Agenda

Emilie Franceschini (LMA) will give a short internal seminar.

This seminar will take place at the Hexagone Auditorium.
CENTURI is also providing for off-campus participants only a zoom link to attend the seminar: https://us02web.zoom.us/j/85941690095?pwd=Nm5NVGhESGlUbG1FMnZ2dU5vSlkxUT09

Meeting ID: 859 4169 0095
Secret Code: 002024

Title: Ultrasound as a Tool for Inferring Blood Cell Mechanics and Neurostimulation

Abstract:
This talk explores how ultrasound can be harnessed to probe blood microstructure and stimulate sensory neurons.

In the first part, we use quantitative ultrasound to investigate the anisotropic microstructure of blood under flow, which depends on red blood cell deformability. The spatial organization of cells then reveals clear distinctions between healthy and artificially rigidified red blood cells. This approach offers new possibilities for studying blood pathologies (e.g., sickle cell disease, spherocytosis) and could deepen our understanding of hemorheological dysfunction.

The second part dives into ultrasound neurostimulation. We demonstrate in vitro that focused ultrasound can activate dorsal root ganglion (DRG) neurons, with a preferential activation in the DRG neurons expressing the G_αi-interacting protein (GINIP). High-speed imaging shows that this activation is driven by ultrasound-induced membrane deformation, revealing key molecular and physical mechanisms underlying ultrasound neurostimulation.

Jay Groves (UC Berkeley) will give a short external seminar, hosted by Kheya Sengupta (CINaM) and Pierre-Henri Puech (CINaM).

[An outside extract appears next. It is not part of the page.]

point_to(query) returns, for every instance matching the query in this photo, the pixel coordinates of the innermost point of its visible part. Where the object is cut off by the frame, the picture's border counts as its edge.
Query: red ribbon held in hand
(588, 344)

This seminar will take place in the Hexagone Auditorium.
CENTURI is also providing for off-campus participants only a zoom link to attend the seminar: https://us02web.zoom.us/j/85941690095?pwd=Nm5NVGhESGlUbG1FMnZ2dU5vSlkxUT09

Meeting ID: 859 4169 0095
Secret Code: 002024

Title: Phase transitions, mechanics, and stochastic timing in signal transmission form single T cell receptors

 

Abstract: The T cell receptor (TCR) signaling system is on the front line of the adaptive immune system’s ability to recognize foreign antigens.  At the same time, TCR signaling mechanisms are a gold mine of interesting physics in molecular signaling processes.  It has long been known that TCRs discriminate foreign from self antigen based on  a kinetic proofreading process.  More recent work has revealed that T cells are single molecule sensors and that the entire signaling process operates deep in the stochastic limit of molecular discreteness.  My lab has been broadly focused on using imaging experiments to directly resolve the TCR signaling process–down to the single receptor level–and build a quantitative understanding of its mechanisms from this.  These efforts have revealed an important role for a type of protein condensation phase transition to provide noise suppression and signal amplification.  Perhaps most surprisingly, we have recently determined that these LAT condensates (as we and some others call them) consist of complete, yet entirely isolated, signaling systems.  Individual LAT condensates form in response to single antigen-TCR binding events, and each condensate faithfully translates a successful TCR activation event into a single, cell-wide calcium spike.  I will discuss these observations and our interpretation of how they provide a signaling mechanism with unique capabilities to suppress noise while achieving single molecule sensitivity.  I will also discuss even newer results from our efforts to track the process of condensate nucleation by activated TCR–essentially watching the cellular decision to activate in real time.